Heck, even going a day or two without sleep is enough to make the average functional person incapable of pragmatic, rational thought.

It seems clear to me that the author was experiencing an unmedicated psychotic disorder and gallantly owning the preposterous outlook he had at the time. So, not bragging, just plainly stating the sort of bigger than life delusions that come with the territory.
Which parts do you think were the delusions?
> It reaffirmed a delusion that had previously gripped my mind and begun my psychosis; I must be dead. This place, purgatory. I prayed for a quest or that my retribution was almost over, so that I could go back to land of the living.

...

> The old lady’s came marching in, and fed us pasta and bread and cake and cookies. There was Coca Cola. I ate because I had no choice, but suspicious of the sugar they forced on us. We slept on green mats. Most of the folks, drenched theirs in Industrial Clorox. I thought they had it wrong. Embrace the filth. Do you trust the chemicals?

...

> Some of the people around me drenched theirs in mountains of maple syrup. Is sugar the enemy?

...

> My paranoia of the place had dissipated slightly as the idea of having my own room felt pretty nice.

...

> I had refused to steal, convinced I was in purgatory and doing the “right thing” was the only way to pass the test.

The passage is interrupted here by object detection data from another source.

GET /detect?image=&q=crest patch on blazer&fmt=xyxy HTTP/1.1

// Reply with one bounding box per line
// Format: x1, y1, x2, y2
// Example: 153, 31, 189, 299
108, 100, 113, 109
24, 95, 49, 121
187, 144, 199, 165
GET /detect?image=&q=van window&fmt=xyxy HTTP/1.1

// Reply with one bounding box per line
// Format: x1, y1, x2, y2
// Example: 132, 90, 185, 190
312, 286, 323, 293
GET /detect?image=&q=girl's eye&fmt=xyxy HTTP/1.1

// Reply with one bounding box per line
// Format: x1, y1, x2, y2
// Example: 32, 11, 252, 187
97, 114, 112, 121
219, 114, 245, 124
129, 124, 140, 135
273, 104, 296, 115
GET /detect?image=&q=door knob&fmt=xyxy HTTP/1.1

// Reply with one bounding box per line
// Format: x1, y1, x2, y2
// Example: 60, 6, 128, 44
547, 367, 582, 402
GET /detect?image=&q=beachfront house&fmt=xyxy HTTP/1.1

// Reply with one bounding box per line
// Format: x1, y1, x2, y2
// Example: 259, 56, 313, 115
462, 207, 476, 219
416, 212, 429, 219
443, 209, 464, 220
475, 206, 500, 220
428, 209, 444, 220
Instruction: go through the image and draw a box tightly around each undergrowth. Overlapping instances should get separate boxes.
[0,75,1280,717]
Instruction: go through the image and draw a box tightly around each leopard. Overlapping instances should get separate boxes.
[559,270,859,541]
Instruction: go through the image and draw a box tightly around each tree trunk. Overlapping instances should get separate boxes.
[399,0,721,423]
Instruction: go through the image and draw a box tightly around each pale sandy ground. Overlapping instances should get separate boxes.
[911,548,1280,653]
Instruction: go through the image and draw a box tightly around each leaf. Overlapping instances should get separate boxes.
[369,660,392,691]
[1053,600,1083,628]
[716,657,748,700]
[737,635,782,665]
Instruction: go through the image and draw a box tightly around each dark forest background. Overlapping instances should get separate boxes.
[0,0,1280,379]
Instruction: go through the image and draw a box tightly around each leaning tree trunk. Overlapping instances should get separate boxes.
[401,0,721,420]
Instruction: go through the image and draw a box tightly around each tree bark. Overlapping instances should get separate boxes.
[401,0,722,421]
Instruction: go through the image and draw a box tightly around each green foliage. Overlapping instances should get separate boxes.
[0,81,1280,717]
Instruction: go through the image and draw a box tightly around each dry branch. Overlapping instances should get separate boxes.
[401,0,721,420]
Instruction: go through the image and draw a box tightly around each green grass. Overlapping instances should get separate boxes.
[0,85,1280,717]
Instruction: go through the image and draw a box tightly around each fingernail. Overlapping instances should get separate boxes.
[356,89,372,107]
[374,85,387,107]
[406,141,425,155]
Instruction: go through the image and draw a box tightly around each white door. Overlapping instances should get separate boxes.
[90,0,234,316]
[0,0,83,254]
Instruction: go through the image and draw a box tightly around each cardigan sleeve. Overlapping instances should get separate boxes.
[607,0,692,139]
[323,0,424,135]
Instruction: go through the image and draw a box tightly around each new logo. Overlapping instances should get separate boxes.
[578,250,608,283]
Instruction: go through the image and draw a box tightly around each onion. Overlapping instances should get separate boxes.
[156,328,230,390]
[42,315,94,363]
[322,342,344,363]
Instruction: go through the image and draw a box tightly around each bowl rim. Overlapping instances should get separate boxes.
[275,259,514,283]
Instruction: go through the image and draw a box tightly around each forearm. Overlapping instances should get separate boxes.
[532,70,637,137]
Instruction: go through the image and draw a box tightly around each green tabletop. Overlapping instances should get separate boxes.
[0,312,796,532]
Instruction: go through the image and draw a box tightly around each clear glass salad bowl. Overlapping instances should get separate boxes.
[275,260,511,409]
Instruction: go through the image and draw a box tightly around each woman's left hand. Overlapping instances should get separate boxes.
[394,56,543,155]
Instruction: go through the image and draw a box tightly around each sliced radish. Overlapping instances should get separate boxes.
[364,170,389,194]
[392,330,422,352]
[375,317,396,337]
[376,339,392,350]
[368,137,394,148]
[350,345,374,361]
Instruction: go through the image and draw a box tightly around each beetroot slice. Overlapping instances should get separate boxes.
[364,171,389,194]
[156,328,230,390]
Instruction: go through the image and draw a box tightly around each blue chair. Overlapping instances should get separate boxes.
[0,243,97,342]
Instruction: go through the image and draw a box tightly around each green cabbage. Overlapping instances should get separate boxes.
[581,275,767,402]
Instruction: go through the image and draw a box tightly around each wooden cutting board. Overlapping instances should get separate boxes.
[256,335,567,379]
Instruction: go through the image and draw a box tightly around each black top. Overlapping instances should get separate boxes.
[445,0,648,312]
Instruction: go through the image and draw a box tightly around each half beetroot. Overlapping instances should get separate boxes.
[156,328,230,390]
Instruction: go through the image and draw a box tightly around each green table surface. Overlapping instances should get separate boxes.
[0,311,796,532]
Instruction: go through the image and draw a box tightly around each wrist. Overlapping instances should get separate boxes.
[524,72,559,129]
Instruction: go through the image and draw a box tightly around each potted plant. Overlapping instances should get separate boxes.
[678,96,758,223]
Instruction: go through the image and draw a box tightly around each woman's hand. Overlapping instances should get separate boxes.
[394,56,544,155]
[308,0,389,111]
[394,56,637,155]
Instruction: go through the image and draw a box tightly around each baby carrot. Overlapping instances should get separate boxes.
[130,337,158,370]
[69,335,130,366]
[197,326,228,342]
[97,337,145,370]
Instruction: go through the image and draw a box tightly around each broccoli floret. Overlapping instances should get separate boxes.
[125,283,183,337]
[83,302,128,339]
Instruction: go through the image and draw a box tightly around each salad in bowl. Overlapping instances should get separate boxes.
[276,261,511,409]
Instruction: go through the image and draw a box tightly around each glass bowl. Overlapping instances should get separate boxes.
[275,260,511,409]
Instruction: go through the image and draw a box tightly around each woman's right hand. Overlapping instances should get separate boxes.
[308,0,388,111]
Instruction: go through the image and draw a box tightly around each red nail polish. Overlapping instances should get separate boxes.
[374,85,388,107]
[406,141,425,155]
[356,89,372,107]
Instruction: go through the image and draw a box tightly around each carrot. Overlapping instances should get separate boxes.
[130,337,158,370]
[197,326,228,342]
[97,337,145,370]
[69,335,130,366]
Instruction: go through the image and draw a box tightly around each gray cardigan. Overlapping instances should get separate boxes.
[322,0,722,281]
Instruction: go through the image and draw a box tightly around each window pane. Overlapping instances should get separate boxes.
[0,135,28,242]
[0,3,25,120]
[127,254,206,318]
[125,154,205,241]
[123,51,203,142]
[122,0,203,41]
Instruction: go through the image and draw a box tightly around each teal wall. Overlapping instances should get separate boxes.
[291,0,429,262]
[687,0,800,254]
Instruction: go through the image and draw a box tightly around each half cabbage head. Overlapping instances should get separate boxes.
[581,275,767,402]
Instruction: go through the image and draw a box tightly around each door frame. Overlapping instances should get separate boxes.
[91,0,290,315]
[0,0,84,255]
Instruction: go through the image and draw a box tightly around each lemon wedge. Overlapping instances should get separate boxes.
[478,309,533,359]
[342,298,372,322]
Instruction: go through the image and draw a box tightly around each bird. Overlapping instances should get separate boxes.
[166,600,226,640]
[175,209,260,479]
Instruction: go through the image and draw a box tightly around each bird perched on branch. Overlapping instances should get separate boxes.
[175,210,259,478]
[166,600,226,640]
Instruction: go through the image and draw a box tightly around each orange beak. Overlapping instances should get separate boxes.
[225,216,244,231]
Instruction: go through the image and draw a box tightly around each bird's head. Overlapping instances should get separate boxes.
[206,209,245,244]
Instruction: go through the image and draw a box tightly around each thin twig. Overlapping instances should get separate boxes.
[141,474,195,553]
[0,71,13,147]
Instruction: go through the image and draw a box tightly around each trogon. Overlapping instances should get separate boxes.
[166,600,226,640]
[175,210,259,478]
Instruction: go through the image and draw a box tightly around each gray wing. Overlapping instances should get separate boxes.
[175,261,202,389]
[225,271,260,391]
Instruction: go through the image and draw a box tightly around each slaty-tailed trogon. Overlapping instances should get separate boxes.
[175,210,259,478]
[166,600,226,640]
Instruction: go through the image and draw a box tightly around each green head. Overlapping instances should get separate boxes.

But standing there, the rules dissolved.

This article is dripping with psychosis. It's a story about a failing health care system.

Reading some of these comments, I'm starting to understand how the system could be the way it is, and just how far we have left yet to go.

I see how it could be an actual psychosis, but I read it as full of rhetorical questions / observations / figurative speech. For example "is sugar the enemy?" could easily be a commentary on having to choose between unhealthy calories and having not enough when offered free meal. Paranoia and purgatory is phrasing often used by people for more fancy descriptions rather than literal.
"It begun my psychosis" is a literal statement.

Maybe if you miss that sentence, the rest can fly under the radar. Assuming one also ignores the commonly reported correlation between homelessness and mental illness. But try and have those two elements front of mind, and re-read the article: it should be abundantly clear that this is in no way a healthy person down on his luck--this is a story of someone going through a mental break.